La presidenta interina, Jeanine Áñez, promulgó finalmente la semana pasada la ley acordada por los partidos políticos en el Congreso para celebrar los comicios el 6 de septiembre, si bien responsabilizó a los candidatos opositores Luis Arce, del MAS, y Carlos Mesa, de Comunidad Ciudadana, de un posible rebrote por la cita con las urnas.

El oficialismo de Áñez prefería postergar las elecciones generales, que estaban previstas para el 3 de mayo pero tuvieron que ser aplazadas por la pandemia de coronavirus, que deja ya 31.524 casos y 1.014 muertes en Bolivia.

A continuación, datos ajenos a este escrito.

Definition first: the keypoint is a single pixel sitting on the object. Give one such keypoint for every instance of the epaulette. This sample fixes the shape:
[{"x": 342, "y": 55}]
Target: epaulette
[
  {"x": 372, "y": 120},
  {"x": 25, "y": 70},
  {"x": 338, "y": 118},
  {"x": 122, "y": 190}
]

Durante el fin de semana, los partidos políticos han llegado a un nuevo acuerdo por el cual han decidido destinar los cerca de 35 millones de bolivianos (más de 4,5 millones de euros) asignados a la campaña electoral a la lucha contra el coronavirus.

El presidente del Tribunal Supremo Electoral (TSE), Salvador Romero, ha indicado que ese dinero se utilizará para implementar las medidas necesarias para garantizar la seguridad de la votación.

En el exterior, Romero ha explicado que el proceso electoral tendrá que adaptarse a las medidas adoptadas por cada uno de los 31 países en los que los bolivianos están habilitados para votar. «Confiamos en que no existirán obstáculos insalvables», ha dicho.

Con estas elecciones generales, Bolivia aspira a zanjar la crisis política que estalló tras las del 20 de octubre por las «irregularidades» detectadas en las mismas por la Organización de Estados Americanos (OEA). Morales dimitió y más de 30 personas murieron por los disturbios en las calles.

Romero ha reiterado que, para garantizar la transparencia de estas nuevas elecciones, tanto la OEA como la Unión Europea, además de la Asociación de Organismos Electorales de América Latina, entre otras, han expresado su deseo de enviar observadores.